A New Challenge, Metro Route #256

I decided to try a new route home on the 15th instead of my normal hop onto the Sound Transit #545.  This was a mistake of grand proportions.

Usually from Overlake Transit Center to downtown the #545 usually takes about 18-22 minutes.  Even on the worse day of traffic I’ve seen yet, it was still only about 35-40 minutes.  The #545 is timely and frequent enough that I don’t worry much about missing one during the core work hours.

Fast forward to the #256, holy crimeny this bus goes on the oddest route.  It only runs about every 30 minutes, but does go just enough different places that I suppose it has a reason to exist.  The frequency however is horrible and Metro runs a full 60 foot bus on the route.  This I don’t understand, the number of 60 ft buses that are used when 40 foot or even smaller buses would work fine.  I suspect Metro uses way more fuel than they should really be using.

My Plan to Resolve the overuse of 60 foot Busses:

So I have this idea.  Metro should send TriMet about 50-60 of these 60 foot buses and TriMet can send Metro some of their 40 foot busses.  That way TriMet can bump up service appropriately on the #72, #9, #14, #15, and other routes accordingly and Metro can scale back their excessive capacity on route that don’t need the big busses.

There, another solution to a transit problem.  Some other time I’ll throw out my random solution for the bottleneck of Highway 520 or 90 across Lake Washington.  Those are some absurdities if I ever saw them.

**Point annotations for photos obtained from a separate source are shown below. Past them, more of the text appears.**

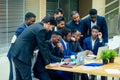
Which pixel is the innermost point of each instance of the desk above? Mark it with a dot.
(100, 71)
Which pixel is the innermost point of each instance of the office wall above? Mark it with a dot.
(99, 5)
(84, 7)
(11, 16)
(38, 7)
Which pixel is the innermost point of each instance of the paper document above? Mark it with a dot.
(112, 71)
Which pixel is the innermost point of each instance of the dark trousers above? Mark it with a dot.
(11, 69)
(23, 71)
(10, 61)
(39, 69)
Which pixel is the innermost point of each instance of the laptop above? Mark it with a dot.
(80, 57)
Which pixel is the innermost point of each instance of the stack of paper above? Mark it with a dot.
(112, 71)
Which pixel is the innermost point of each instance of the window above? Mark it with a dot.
(11, 16)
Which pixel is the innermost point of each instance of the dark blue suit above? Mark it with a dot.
(72, 25)
(88, 45)
(67, 51)
(17, 33)
(101, 22)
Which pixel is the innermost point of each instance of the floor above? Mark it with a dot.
(4, 69)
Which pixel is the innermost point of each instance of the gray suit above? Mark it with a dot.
(22, 52)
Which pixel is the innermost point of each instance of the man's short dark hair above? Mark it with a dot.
(65, 31)
(58, 10)
(74, 12)
(58, 19)
(93, 11)
(50, 19)
(74, 31)
(57, 33)
(29, 15)
(96, 27)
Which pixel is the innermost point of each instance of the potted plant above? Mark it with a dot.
(104, 57)
(112, 54)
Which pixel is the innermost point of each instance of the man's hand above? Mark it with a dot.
(67, 60)
(88, 52)
(60, 46)
(100, 36)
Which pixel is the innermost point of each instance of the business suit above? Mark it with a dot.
(101, 22)
(22, 51)
(75, 46)
(88, 44)
(54, 49)
(17, 33)
(72, 25)
(67, 51)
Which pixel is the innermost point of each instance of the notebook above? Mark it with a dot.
(80, 57)
(100, 49)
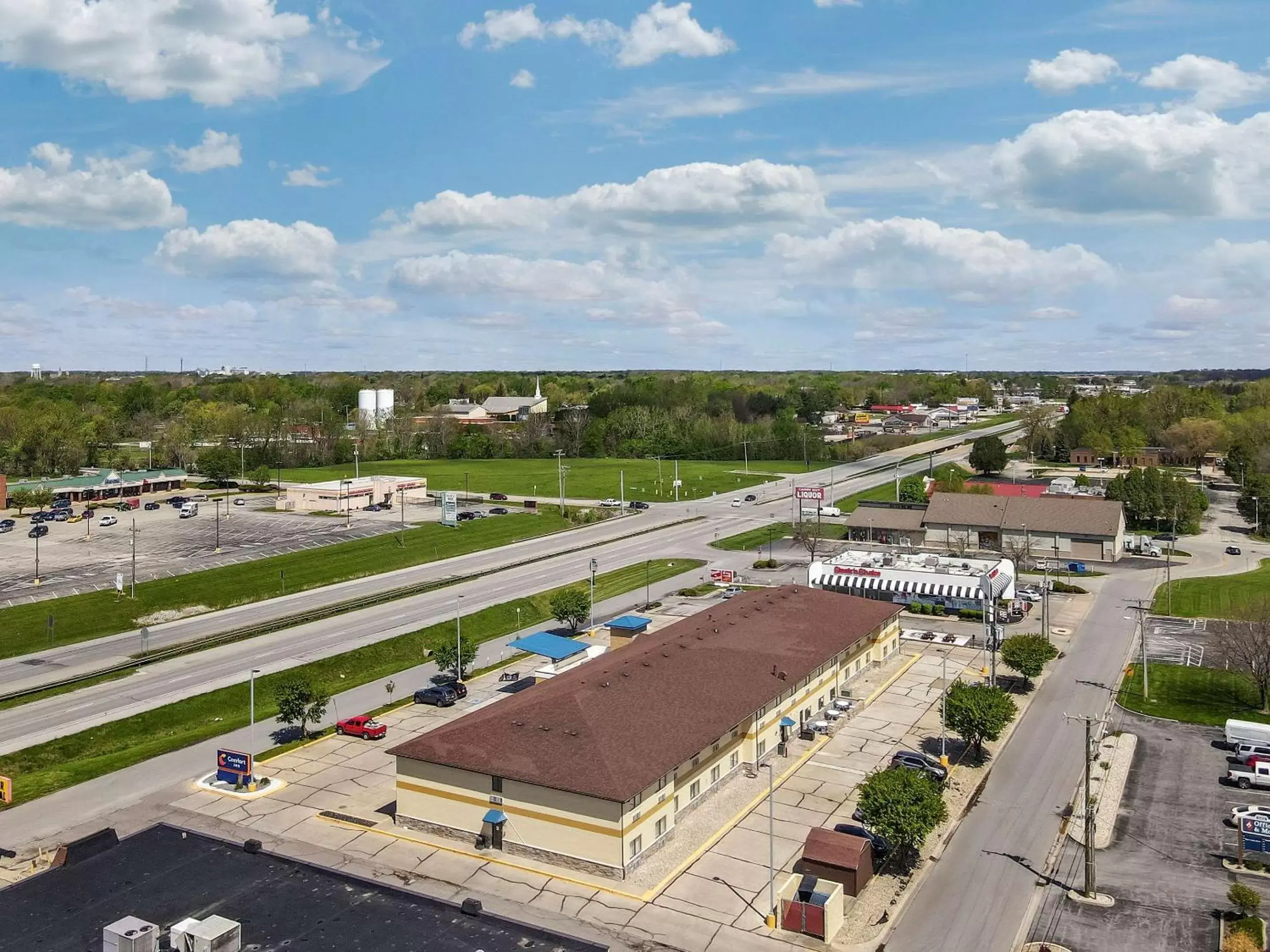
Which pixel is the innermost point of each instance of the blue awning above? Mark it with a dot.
(629, 622)
(548, 645)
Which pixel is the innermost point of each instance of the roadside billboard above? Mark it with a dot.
(449, 508)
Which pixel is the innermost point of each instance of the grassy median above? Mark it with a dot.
(93, 615)
(1217, 596)
(45, 768)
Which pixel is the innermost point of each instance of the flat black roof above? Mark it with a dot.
(162, 876)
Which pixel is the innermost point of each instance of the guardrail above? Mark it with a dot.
(315, 615)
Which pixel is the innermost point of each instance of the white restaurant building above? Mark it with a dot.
(952, 582)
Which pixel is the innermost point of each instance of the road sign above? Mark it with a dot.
(233, 766)
(449, 508)
(1255, 829)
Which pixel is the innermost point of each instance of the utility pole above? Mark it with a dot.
(1087, 808)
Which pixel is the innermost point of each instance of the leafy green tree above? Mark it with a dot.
(572, 607)
(1246, 900)
(989, 455)
(979, 713)
(219, 464)
(1028, 654)
(448, 655)
(300, 703)
(904, 807)
(912, 489)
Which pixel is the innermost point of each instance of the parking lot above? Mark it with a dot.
(82, 556)
(1164, 866)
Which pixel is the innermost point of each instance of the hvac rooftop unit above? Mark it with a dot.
(130, 935)
(214, 935)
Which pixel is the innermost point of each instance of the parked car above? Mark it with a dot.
(914, 761)
(362, 726)
(449, 681)
(879, 843)
(1246, 752)
(439, 696)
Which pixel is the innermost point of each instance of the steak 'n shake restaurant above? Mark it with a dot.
(939, 580)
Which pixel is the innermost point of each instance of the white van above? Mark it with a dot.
(1246, 733)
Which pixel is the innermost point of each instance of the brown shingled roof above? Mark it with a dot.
(613, 726)
(1080, 516)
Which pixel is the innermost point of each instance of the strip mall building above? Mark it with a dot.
(595, 768)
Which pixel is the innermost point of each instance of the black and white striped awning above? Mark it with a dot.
(905, 587)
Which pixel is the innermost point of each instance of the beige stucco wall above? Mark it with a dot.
(556, 820)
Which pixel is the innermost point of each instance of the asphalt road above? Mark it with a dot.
(979, 893)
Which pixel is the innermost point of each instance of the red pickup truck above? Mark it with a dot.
(362, 726)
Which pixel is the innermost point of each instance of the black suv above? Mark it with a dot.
(912, 761)
(439, 696)
(879, 843)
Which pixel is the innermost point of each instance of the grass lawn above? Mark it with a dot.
(1217, 596)
(1193, 695)
(73, 759)
(97, 614)
(587, 479)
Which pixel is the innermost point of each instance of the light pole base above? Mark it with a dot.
(1098, 899)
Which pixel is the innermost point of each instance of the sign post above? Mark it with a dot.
(233, 767)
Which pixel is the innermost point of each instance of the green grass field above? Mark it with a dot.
(1193, 695)
(97, 614)
(587, 479)
(1217, 596)
(45, 768)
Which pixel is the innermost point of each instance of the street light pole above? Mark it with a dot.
(771, 847)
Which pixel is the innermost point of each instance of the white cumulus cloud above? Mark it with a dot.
(1216, 84)
(217, 150)
(309, 177)
(105, 195)
(249, 247)
(660, 31)
(214, 51)
(695, 196)
(1072, 69)
(963, 263)
(1175, 163)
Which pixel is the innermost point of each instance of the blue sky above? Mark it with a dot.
(582, 185)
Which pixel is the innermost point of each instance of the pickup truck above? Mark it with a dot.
(1255, 775)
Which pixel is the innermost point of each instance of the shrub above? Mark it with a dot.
(1244, 899)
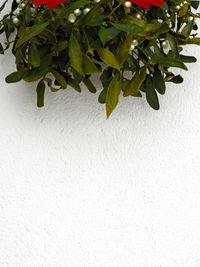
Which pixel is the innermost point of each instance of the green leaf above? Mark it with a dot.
(2, 6)
(34, 56)
(151, 95)
(195, 4)
(89, 66)
(112, 97)
(103, 34)
(188, 59)
(14, 77)
(31, 32)
(1, 49)
(188, 28)
(158, 81)
(102, 96)
(127, 27)
(40, 93)
(89, 85)
(108, 57)
(125, 49)
(183, 11)
(133, 86)
(169, 62)
(73, 84)
(62, 45)
(61, 80)
(75, 54)
(64, 12)
(176, 79)
(173, 43)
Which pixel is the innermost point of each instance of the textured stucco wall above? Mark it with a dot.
(77, 190)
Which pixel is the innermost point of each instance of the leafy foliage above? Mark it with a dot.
(48, 48)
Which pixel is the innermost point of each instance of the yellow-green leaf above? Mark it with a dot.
(108, 57)
(112, 97)
(134, 85)
(61, 80)
(31, 32)
(76, 55)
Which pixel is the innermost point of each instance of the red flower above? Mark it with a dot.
(146, 3)
(143, 3)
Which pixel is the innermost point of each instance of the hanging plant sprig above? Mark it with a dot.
(61, 44)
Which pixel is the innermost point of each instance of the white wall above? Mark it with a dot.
(77, 190)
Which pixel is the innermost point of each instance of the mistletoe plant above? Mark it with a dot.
(131, 44)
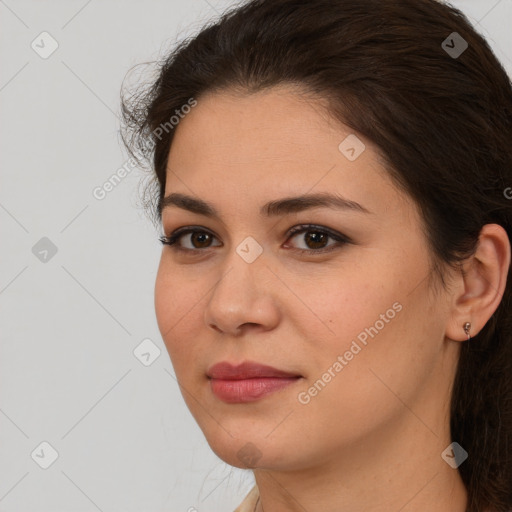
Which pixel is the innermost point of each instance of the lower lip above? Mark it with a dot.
(248, 390)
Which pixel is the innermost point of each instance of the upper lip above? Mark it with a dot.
(245, 370)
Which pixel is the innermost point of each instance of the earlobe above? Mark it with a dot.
(484, 280)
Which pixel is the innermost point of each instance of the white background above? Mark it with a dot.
(125, 439)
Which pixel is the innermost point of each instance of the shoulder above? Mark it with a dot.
(249, 501)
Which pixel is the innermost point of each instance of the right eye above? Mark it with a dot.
(199, 238)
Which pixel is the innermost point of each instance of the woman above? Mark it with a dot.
(333, 182)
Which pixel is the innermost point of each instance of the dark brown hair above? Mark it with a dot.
(442, 122)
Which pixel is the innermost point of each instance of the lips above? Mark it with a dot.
(247, 382)
(246, 370)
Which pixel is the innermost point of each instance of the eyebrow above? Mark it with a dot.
(274, 208)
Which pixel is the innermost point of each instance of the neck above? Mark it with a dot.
(396, 470)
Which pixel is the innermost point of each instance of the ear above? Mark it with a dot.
(482, 285)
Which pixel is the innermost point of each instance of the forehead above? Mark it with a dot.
(274, 143)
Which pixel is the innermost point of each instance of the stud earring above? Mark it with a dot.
(467, 326)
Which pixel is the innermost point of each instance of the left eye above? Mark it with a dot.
(315, 239)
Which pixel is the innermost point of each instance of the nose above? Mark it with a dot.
(243, 297)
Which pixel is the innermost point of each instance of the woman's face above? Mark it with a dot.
(355, 323)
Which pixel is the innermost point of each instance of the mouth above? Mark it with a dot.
(248, 381)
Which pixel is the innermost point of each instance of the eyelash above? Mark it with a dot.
(303, 228)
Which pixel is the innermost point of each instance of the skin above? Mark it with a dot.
(371, 439)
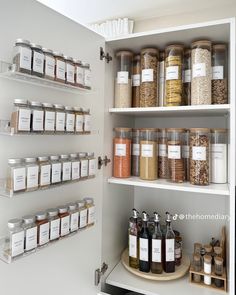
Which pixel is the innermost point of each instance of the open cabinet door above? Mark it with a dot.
(68, 266)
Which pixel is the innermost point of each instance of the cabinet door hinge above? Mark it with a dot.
(99, 273)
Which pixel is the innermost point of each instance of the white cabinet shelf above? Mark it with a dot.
(213, 189)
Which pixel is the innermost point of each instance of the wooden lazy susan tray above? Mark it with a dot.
(180, 271)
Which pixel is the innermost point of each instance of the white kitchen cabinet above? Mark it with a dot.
(69, 266)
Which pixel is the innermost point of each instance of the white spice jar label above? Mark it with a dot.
(122, 77)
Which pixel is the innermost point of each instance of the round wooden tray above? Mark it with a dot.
(180, 271)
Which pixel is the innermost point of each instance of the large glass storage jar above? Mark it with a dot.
(173, 77)
(218, 155)
(135, 153)
(123, 85)
(122, 152)
(16, 176)
(199, 156)
(175, 159)
(148, 154)
(149, 77)
(201, 73)
(219, 74)
(20, 117)
(49, 64)
(37, 60)
(136, 79)
(22, 56)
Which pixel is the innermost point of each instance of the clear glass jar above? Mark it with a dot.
(30, 228)
(49, 64)
(22, 56)
(199, 156)
(201, 73)
(173, 78)
(49, 118)
(37, 60)
(218, 155)
(60, 118)
(20, 117)
(16, 176)
(122, 152)
(123, 84)
(175, 160)
(32, 174)
(148, 154)
(149, 87)
(37, 117)
(44, 172)
(219, 74)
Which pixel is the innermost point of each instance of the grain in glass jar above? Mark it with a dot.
(123, 84)
(199, 156)
(201, 73)
(20, 117)
(175, 159)
(136, 80)
(122, 152)
(22, 56)
(37, 60)
(173, 75)
(148, 154)
(219, 74)
(149, 88)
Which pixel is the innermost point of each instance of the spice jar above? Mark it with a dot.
(49, 64)
(219, 74)
(20, 117)
(135, 157)
(49, 118)
(123, 88)
(173, 78)
(175, 160)
(37, 117)
(148, 154)
(122, 152)
(187, 77)
(201, 73)
(37, 60)
(199, 156)
(30, 229)
(32, 174)
(136, 79)
(54, 224)
(218, 155)
(43, 228)
(22, 56)
(162, 154)
(149, 88)
(60, 67)
(16, 176)
(44, 172)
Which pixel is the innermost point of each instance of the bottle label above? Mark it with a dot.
(170, 250)
(156, 250)
(133, 246)
(143, 246)
(31, 238)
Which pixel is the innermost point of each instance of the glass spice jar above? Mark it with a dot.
(199, 156)
(173, 75)
(149, 87)
(122, 152)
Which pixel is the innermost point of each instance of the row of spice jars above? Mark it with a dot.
(34, 231)
(198, 155)
(174, 77)
(47, 118)
(36, 60)
(30, 174)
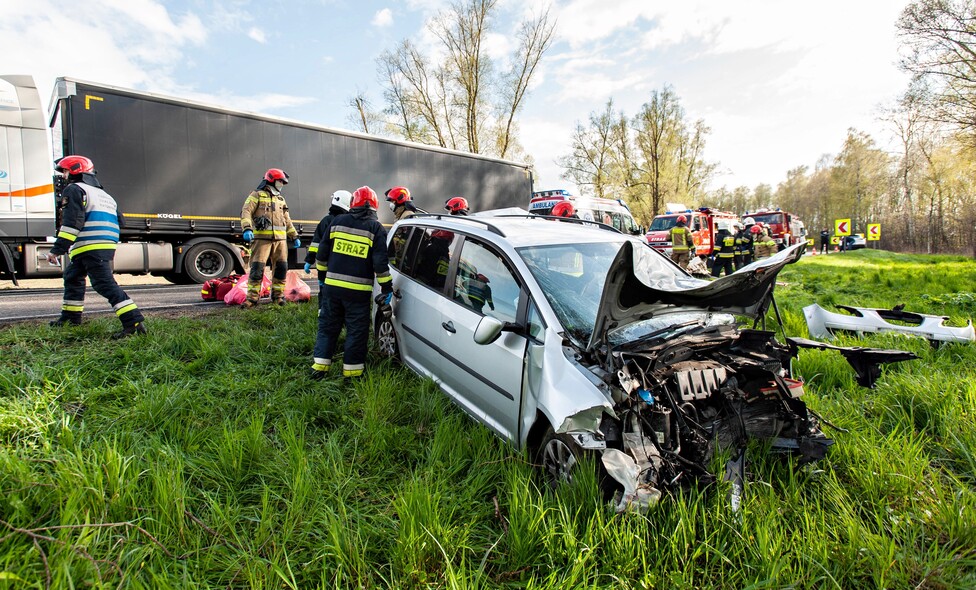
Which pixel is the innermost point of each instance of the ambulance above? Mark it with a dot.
(612, 212)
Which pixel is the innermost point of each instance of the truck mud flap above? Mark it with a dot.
(866, 362)
(8, 261)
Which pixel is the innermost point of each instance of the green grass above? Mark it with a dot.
(201, 456)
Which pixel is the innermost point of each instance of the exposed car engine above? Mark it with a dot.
(679, 398)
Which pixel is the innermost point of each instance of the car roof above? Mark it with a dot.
(521, 230)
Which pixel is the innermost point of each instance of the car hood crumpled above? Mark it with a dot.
(641, 284)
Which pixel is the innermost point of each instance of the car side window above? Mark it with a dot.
(398, 248)
(485, 284)
(536, 326)
(433, 256)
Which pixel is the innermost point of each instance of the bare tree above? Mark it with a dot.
(939, 43)
(463, 101)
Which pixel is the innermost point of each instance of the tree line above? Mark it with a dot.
(923, 193)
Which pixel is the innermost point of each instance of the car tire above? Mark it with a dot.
(558, 456)
(386, 338)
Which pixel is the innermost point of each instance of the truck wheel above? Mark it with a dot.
(207, 261)
(385, 335)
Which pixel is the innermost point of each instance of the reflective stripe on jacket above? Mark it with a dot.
(272, 206)
(354, 254)
(681, 239)
(91, 221)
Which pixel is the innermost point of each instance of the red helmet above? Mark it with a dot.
(563, 209)
(457, 205)
(364, 197)
(398, 194)
(75, 165)
(274, 174)
(442, 234)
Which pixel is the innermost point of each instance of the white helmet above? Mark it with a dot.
(342, 199)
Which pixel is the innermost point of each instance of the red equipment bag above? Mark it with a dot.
(215, 289)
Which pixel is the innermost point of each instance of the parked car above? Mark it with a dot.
(568, 339)
(855, 241)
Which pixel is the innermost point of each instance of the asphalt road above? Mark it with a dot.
(37, 300)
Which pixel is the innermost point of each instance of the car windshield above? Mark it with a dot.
(572, 277)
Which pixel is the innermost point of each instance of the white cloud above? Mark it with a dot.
(383, 18)
(257, 35)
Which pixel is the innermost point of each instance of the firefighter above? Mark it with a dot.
(724, 251)
(340, 205)
(457, 206)
(353, 255)
(267, 226)
(743, 245)
(564, 209)
(681, 242)
(89, 234)
(400, 202)
(764, 245)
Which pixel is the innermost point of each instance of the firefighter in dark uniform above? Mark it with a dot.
(724, 252)
(353, 254)
(743, 246)
(681, 243)
(89, 234)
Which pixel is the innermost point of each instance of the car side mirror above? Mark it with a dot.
(488, 330)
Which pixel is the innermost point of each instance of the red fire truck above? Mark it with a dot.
(701, 221)
(785, 228)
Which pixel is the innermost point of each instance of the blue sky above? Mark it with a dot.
(778, 82)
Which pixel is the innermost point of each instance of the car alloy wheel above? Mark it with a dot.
(559, 456)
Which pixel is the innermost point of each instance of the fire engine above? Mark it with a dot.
(785, 228)
(701, 221)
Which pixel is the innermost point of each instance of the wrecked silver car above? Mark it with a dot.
(568, 339)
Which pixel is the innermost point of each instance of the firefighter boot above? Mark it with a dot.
(136, 328)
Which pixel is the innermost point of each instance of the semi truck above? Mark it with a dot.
(180, 171)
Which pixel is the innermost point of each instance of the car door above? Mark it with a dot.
(423, 267)
(486, 380)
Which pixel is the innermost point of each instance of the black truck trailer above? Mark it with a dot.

CATS is rocking even if LINK is failing…

I just happened to be reading an article today on Progressive Railroading about the increase in ridership on the Charlotte North Carolina’s CATs Light Rail Line.  They’re actually looking at extending platforms to handle larger trains because of this increase!  That’s great news for that area and future expansions.  Meanwhile in Seattle’s Sound Transit Central Link Light Rail is well below expectations, not completely failing, but very close to it.  It makes me curious, as to what the excuse is for Seattle’s Light Rail line.  Anyone have any notions on that?  If anything bode well for success it was the Seattle areas’ pro-transit populace vs. Charlotte’s anti-transit populace (of course in and out of cities these populations change, but generally each city has a reputation for these things…)

…so, any thoughts?

Seattle Transit People? I’ve got a few questions…

I’ve been in Seattle now for about ~6 weeks.  I’ve gotten a lot of the transit options figured out, landed an ORCA Card with the appropriate pass, and have sort of gotten used to the idiocy of “pay randomly sort of based on when we’re leaving or entering the city, except when… clause 1, clause 2, clause 3, etc”.  So with all that, what I want to know is how I can determined with Sound Transit Bus is going to have wireless and which ones do not.  I generally ride the #545 to Redmond and can get a lot of e-mail and other such things wrapped up before even stepping in the door to the office.  This is a good thing for my work day.

In other questions, how do I find out news about the transit options in a single place?  So far it is far too time consuming to dig through Metro, Sound Transit, and the other websites to figure out all of this.  This brings me back to something I started to do about 6-8 months ago and am thinking about it again.  Figuring out which transit sites are good, and which are horrible.  King County Metro’s is one that is possibly going under the horrible list.  The site is a cluttered mess of UX #fail.  Sound Transit’s is pretty good, albeit there could be some navigation clean up.

Well anyway, if anyone out there in Seattle’s Transitverse knows the answers to these I’d love to know.  Thanks!

A Few Minutes Until the Bus Arrives…

…and I decided I would whip out the laptop and write the first introductory Transit Sleuth Blog Entry while I wait.

The blog and domain are officially pointed in the right direction now, here at the location of the new and improved Transit Sleuth.  Eventually I intend to get the previous blog entries pulled into this system so the entire archive is available, but it’ll be a few days (maybe a few weeks) before I get that done.  In the meantime I’ll be blogging the transit adventures right here!  So stay tuned and keep reading for transit sleuthing o’ Seattle.

Transit Sleuth Blog – The New Blog Engine

This blog I have created to begin the migration that will be two phase. One, my blog will be migrating to WordPress for the blog engine itself. The second part will be the migration of my hosting service, which I’m not 100% sure about that part yet.